Verstappen, 20, put pen to paper on an enhanced F1 contract with Red Bull, with his previous deal due to expire at the end of next season in parallel to Ricciardo’s own agreement.

Ricciardo was asked following practice on Friday why he is yet to strike a new deal for himself with Red Bull, and explained he is in no rush to make a final decision when he has over a year to run on his current contract.

“It’s not that I’ve said no to anything. It’s just still quite early I think,” Ricciardo explained.

“People talked a little bit about contracts and the silly season for next year, but I thought that would still happen next year. It’s still quite early.

“If I’m to try and extract some positives out of his news it’s that it gives us good confidence for next year. He and his management see a lot of positives in the team to continue like that.

“I’m 100 per cent here next year, I can at least say that, and I think it gives both of us confidence that we’ll keep progressing the way we are.”

Red Bull said upon announcing Verstappen’s new deal that it wants to “build a team around him”, with the 20-year-old standing out as a once-in-a-generation talent.

The focus surrounding Verstappen has not left Ricciardo feeling as though he is in the shade or in any way playing second-fiddle to the Dutchman, stressing he has no internal concerns at Red Bull.

“For sure, as far as media goes, he certainly gets a lot of attention. He’s broken records for his age and things like that, so rightly so,” Ricciardo said.

“Take the media out of it, as far as inside the team, new parts on the car, things like this, there’s always been parity and equality.”

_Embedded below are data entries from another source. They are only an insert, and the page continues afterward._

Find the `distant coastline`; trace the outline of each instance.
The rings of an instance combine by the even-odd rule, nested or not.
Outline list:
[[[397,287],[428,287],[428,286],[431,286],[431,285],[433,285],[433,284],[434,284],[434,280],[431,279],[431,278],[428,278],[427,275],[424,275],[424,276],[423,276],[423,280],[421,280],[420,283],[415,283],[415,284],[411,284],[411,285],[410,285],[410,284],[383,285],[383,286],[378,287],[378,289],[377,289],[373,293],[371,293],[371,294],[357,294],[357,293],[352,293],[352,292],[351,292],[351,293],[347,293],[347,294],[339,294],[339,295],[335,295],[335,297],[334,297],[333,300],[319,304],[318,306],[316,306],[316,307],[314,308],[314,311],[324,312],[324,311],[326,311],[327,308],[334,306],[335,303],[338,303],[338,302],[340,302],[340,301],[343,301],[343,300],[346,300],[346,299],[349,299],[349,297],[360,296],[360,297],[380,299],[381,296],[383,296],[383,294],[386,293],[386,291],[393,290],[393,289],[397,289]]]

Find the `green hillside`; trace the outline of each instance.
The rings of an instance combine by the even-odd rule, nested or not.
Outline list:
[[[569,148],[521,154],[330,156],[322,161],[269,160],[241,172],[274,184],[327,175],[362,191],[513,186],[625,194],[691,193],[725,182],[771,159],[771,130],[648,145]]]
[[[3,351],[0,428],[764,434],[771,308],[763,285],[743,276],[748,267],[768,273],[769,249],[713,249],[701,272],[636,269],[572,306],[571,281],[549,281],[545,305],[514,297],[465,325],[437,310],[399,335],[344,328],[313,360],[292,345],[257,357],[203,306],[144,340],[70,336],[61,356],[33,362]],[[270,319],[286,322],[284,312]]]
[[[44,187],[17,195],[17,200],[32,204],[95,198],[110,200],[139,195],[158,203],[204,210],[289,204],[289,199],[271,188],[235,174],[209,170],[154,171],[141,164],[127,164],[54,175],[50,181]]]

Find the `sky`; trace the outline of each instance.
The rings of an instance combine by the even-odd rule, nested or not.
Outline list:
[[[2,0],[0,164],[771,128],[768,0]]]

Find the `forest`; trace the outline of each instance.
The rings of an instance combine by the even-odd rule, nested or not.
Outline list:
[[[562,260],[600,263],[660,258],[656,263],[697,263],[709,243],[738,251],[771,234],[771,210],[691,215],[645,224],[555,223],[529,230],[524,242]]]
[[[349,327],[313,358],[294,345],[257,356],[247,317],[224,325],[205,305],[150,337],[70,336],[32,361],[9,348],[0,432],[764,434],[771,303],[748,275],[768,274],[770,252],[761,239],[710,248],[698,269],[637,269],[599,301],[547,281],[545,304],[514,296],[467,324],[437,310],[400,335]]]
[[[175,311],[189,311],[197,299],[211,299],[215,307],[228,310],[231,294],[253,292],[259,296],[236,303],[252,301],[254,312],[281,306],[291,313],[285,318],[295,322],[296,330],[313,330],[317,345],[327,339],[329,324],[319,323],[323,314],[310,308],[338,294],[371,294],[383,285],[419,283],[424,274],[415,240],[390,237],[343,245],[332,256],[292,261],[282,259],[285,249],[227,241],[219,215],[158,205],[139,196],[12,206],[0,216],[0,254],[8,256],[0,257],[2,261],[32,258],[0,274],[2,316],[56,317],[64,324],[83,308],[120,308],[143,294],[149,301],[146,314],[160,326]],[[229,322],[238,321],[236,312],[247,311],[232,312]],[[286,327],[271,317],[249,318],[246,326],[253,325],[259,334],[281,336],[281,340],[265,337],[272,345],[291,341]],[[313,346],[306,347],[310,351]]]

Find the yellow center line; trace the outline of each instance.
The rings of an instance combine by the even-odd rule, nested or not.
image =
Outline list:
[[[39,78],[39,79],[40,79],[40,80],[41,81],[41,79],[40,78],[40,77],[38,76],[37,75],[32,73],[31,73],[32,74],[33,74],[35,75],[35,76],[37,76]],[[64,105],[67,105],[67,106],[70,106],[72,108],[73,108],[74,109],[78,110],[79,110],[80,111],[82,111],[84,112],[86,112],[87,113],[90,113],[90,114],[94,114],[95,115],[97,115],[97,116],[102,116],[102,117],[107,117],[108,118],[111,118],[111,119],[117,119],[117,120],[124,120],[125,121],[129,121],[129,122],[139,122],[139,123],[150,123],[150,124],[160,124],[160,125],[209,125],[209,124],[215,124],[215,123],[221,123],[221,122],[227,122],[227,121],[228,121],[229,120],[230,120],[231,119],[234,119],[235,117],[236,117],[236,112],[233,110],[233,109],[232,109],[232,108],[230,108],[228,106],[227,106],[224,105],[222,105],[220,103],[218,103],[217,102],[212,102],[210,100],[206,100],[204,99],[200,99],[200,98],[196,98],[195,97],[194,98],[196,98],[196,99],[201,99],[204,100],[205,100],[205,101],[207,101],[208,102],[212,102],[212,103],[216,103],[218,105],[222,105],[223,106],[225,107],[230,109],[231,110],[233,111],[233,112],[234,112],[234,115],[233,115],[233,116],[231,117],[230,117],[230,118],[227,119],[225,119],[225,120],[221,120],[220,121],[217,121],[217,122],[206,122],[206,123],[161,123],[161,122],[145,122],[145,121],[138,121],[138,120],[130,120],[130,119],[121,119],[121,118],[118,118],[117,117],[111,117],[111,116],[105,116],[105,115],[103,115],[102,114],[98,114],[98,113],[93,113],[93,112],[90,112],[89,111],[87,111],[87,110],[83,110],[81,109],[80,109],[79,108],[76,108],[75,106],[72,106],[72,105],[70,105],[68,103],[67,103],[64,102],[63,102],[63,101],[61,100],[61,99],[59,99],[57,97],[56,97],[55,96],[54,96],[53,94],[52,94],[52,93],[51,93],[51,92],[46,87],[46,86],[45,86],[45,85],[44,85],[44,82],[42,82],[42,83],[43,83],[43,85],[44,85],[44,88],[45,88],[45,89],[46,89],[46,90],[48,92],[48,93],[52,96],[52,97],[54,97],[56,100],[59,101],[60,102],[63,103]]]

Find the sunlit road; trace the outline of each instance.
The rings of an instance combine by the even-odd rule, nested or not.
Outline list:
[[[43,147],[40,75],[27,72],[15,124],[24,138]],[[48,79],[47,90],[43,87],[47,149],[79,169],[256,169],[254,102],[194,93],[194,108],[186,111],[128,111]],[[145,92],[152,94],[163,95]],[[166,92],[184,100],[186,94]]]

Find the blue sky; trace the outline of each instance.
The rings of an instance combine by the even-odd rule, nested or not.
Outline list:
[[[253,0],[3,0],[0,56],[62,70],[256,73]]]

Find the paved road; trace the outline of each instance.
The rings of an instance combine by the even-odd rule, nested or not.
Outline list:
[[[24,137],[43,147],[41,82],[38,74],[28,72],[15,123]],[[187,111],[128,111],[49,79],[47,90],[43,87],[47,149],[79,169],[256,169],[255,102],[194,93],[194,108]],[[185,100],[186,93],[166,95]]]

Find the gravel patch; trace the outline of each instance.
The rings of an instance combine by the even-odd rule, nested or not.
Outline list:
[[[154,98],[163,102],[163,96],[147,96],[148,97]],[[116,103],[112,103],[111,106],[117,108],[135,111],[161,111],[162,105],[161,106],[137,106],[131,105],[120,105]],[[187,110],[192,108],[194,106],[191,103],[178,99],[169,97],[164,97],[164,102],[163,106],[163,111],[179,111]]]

Verstappen is only the third driver to commit to a deal beyond the end of next season, following Sebastian Vettel at Ferrari and Fernando Alonso at McLaren on multi-year contracts.

All 10 F1 teams have at least one free seat for 2019, making Ricciardo a possible candidate for seats with either Mercedes or Ferrari were he to consider a move away from Red Bull.

Speaking to British broadcaster Sky Sports, Red Bull F1 advisor Helmut Marko said he felt Ricciardo was “putting himself on the market” by waiting to make a decision on his future, but that talks would take place when possible.